Click the chart for more detail.
►▼ Where is this data from?
This chart is based on data from KOTRA (the Korea Trade-Investment Promotion Agency), which in turn is based on mirrored Chinese customs statistics reported by GTIS Global Trade Atlas, with corrections for possible misreporting (including estimates of China's unreported crude oil exports to North Korea.)
►▼ How are trade categories organized?
This chart is based on the Harmonized System of merchandise trade classifications, an internationally-recognized and standardized system. Categories in the chart are mostly categorized by HS section, the broadest grouping of merchandise definitions. HS sections under which North Korea has minimal exports are included in the "other or unspecified" pie slice. Clicking on an individual pie slice will bring up data on 2-digit HS chapters within that section. (HS codes are further subdivisible into 4-digit and 6-digit definitions, which are not included in this chart.)
►▼ What are North Korea's primary imports from China?
North Korea's imports are somewhat more diversified than its exports; the country's largest imports from China are crude oil and refined petroleum (both are included within the "HS 27: Mineral Fuels, Oils, Waxes, & Bituminous Substances" category). Other major reported imports include machinery, electronics, textile fabrics, and trucks.
According to press reports, North Korea also imports a significant amount of luxury goods from China, which is prohibited by UN sanctions. (These sanctions, however, only provide a limited definition of luxury goods, and individual states have leeway in determining what qualifies.) While luxury goods may be included under a range of HS codes, it is likely that mirror trade statistics do not fully capture the value of such goods imported by North Korea.
►▼ Where can I find more detailed data?
The UN Comtrade database allows users to research trade patterns based on HS codes, trading partners, and years. Additionally, the Korea International Trade Association's website, using Chinese customs data, incorporates provincial-level Chinese data on Chinese commodity trade, including with North Korea.
►▼ What items are prohibited for export to North Korea under international sanctions?

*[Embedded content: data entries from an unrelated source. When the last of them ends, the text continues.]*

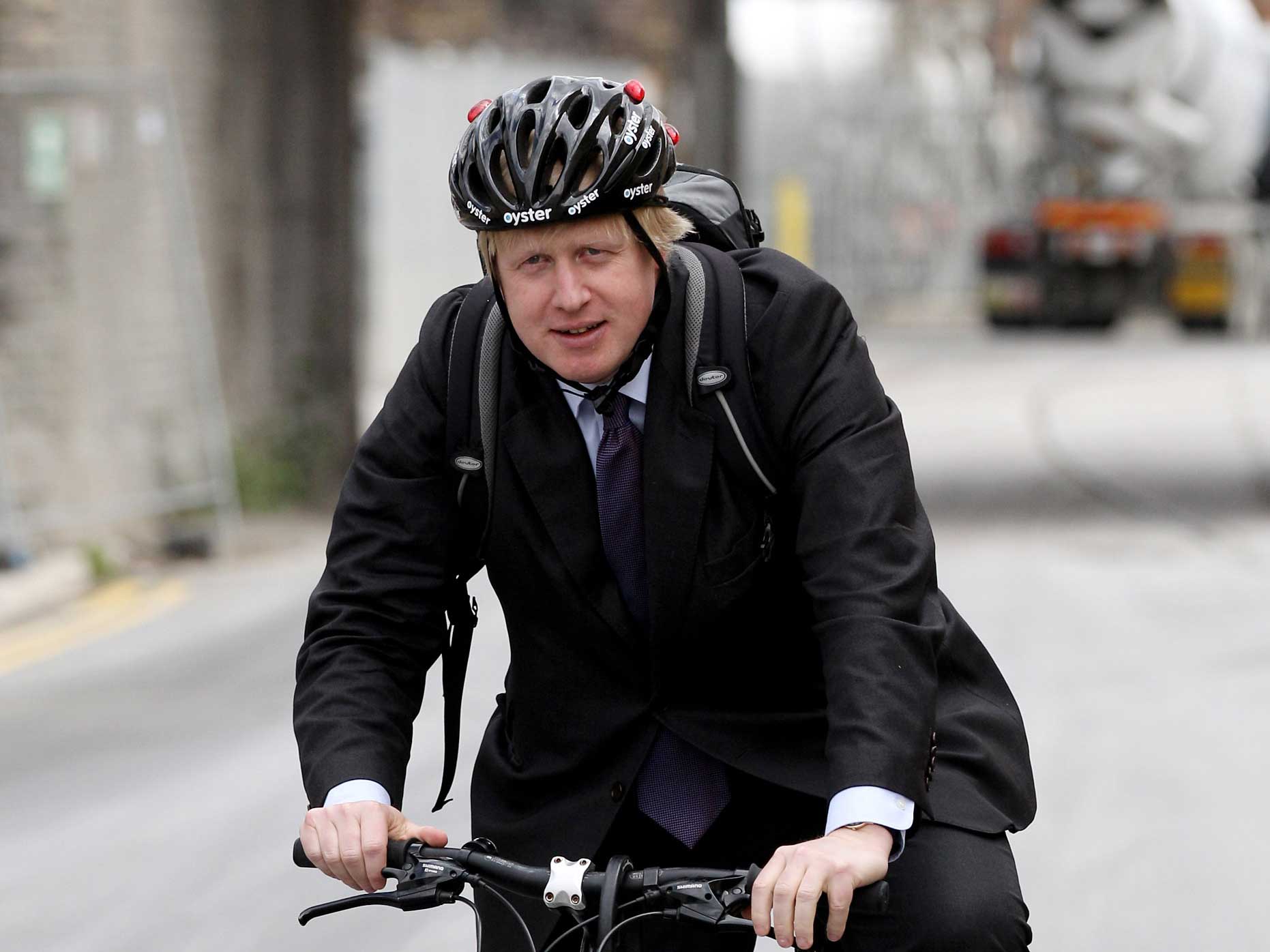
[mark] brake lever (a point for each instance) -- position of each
(423, 884)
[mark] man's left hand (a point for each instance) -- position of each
(836, 865)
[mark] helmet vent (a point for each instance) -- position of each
(501, 175)
(493, 117)
(580, 108)
(477, 188)
(525, 135)
(554, 166)
(591, 170)
(537, 91)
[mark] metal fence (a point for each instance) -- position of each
(110, 412)
(898, 188)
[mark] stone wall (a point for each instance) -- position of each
(101, 284)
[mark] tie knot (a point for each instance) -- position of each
(620, 414)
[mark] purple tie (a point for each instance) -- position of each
(679, 787)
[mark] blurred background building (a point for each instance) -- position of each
(221, 222)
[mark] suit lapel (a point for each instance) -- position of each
(550, 458)
(679, 456)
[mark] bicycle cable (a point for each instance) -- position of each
(501, 897)
(623, 924)
(475, 912)
(585, 923)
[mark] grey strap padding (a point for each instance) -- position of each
(694, 311)
(745, 447)
(694, 314)
(487, 393)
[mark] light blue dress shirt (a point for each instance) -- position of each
(851, 805)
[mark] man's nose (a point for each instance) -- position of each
(570, 290)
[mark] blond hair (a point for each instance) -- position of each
(663, 226)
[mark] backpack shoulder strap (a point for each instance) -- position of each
(471, 384)
(717, 362)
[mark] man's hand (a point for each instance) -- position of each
(349, 842)
(836, 865)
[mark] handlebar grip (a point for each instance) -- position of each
(874, 897)
(396, 853)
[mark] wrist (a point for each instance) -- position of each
(870, 834)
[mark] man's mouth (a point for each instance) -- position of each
(580, 331)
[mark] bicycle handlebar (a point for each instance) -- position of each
(430, 876)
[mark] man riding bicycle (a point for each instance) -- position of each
(700, 674)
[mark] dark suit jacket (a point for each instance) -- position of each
(826, 667)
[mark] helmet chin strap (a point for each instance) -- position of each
(601, 395)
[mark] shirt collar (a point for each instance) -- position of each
(636, 389)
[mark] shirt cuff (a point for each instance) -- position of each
(352, 791)
(873, 805)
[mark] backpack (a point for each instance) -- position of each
(717, 374)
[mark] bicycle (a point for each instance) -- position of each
(432, 876)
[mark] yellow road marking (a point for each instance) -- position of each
(112, 608)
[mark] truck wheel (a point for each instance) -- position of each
(1215, 324)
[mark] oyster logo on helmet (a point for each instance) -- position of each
(632, 128)
(585, 201)
(516, 219)
(475, 210)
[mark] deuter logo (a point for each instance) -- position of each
(632, 128)
(478, 212)
(517, 219)
(585, 201)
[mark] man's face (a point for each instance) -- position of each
(578, 295)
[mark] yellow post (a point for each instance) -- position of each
(793, 219)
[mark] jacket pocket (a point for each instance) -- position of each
(747, 552)
(505, 713)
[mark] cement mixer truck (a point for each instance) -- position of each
(1157, 116)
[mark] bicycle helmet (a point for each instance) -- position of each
(557, 149)
(552, 151)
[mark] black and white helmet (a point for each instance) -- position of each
(558, 149)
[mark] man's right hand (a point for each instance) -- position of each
(349, 842)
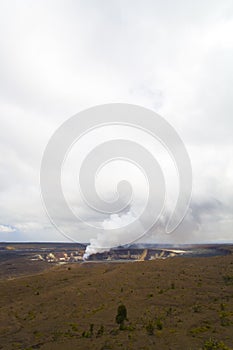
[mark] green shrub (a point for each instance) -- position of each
(212, 344)
(121, 315)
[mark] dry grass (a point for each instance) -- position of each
(173, 304)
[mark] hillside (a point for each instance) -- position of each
(177, 303)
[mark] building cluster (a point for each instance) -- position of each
(60, 257)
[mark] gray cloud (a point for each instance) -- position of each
(59, 57)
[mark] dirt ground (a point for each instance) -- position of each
(177, 303)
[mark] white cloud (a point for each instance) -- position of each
(58, 57)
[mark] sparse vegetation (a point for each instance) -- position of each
(121, 316)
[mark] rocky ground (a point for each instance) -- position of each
(178, 303)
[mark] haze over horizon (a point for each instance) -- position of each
(61, 57)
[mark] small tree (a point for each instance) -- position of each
(121, 315)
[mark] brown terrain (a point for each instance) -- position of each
(176, 303)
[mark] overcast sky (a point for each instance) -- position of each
(60, 57)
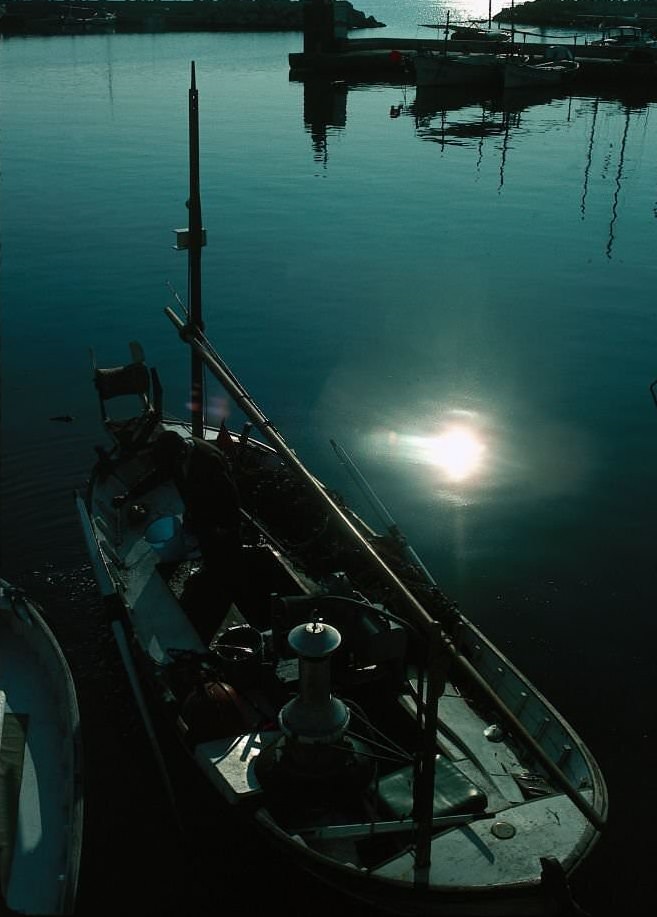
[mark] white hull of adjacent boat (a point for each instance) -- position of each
(41, 807)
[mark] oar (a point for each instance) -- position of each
(222, 372)
(115, 610)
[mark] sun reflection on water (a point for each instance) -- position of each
(459, 449)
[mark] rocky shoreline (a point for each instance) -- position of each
(26, 17)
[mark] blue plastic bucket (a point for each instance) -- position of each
(166, 538)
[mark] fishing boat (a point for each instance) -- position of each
(334, 700)
(41, 800)
(626, 37)
(441, 68)
(556, 68)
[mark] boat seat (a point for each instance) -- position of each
(131, 379)
(454, 793)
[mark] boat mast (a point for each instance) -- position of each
(196, 241)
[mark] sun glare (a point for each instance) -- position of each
(458, 452)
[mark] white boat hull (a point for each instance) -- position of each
(41, 827)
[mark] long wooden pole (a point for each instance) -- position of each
(195, 246)
(417, 612)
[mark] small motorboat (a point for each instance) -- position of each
(332, 697)
(556, 68)
(41, 799)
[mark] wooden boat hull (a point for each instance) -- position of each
(509, 878)
(436, 69)
(329, 693)
(526, 75)
(42, 804)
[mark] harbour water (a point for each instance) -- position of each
(459, 290)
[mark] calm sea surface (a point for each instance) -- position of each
(460, 291)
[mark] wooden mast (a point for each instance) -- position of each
(196, 241)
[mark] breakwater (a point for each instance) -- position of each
(28, 17)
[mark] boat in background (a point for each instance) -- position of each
(442, 68)
(41, 798)
(626, 37)
(470, 32)
(336, 702)
(557, 68)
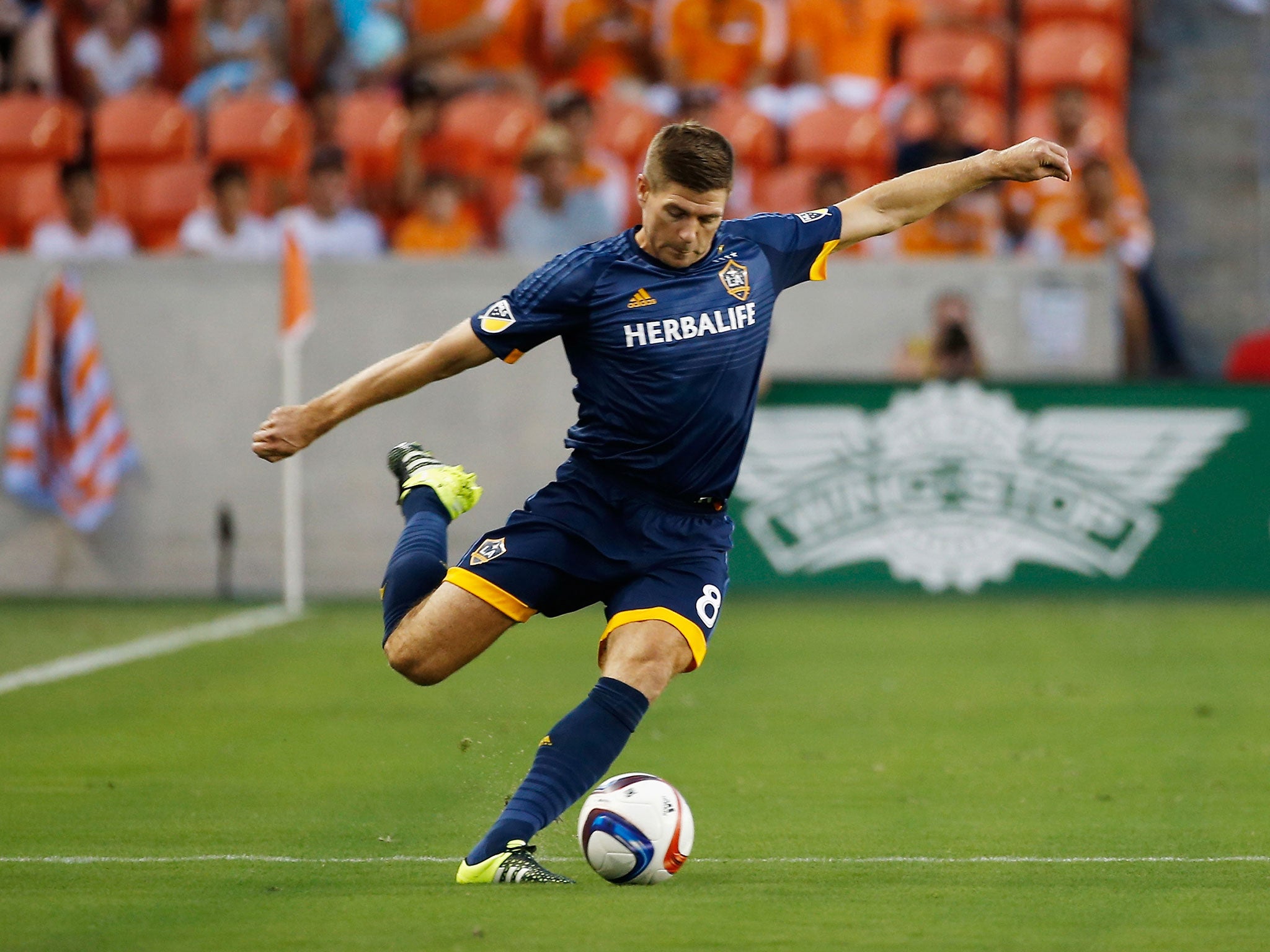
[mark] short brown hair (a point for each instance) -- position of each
(691, 155)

Successive UN Security Council Resolutions, most recently UNSCR 2397 (adopted in December 2017), restrict or prohibit certain categories of trade with North Korea, as well as placing restrictions on the country's financial and shipping activities.
The Resolutions include an arms embargo, and a prohibition on the sale or transfer of dual use items that could be used for nuclear, missile, or WMD development. Additionally, the following items are currently prohibited for export to North Korea:
- Luxury goods, defined by various Resolutions as including but not limited to certain types of jewelry; yachts; luxury automobiles and racing cars; luxury watches; aquatic recreational vehicles; snowmobiles; items of lead crystal; recreational sports equipment; rugs and tapestries; and porcelain or bone china tableware.
- Aviation fuel, jet fuel, and rocket fuel, other than aviation fuel supplied to civilian passenger aircraft outside the DPRK to the extent necessary for round-trip flights;
- New helicopters and vessels;
- Condensates and natural gas liquids; and
- Industrial machinery, transportation vehicles, iron, steel, and other metals, with the exception of spare parts to maintain civilian passenger aircraft.
Additionally, the provision of bulk cash and gold to North Korea is prohibited when it could contribute to North Korea's WMD programs or the evasion of sanctions.
The most recent UN resolutions have imposed progressively stronger restrictions on North Korea's imports of crude oil and refined petroluem products, with UNSCR 2397 setting a cap on crude oil imports at 4 million barrels per year (roughly the level of imports in prior years), and on refined petroleum product imports at 500,000 barrels per year (roughly a 90% reduction from previous years). China is the only country which exports significant quantities of crude oil to North Korea, while China and Russia are both suppliers of refined petroleum products.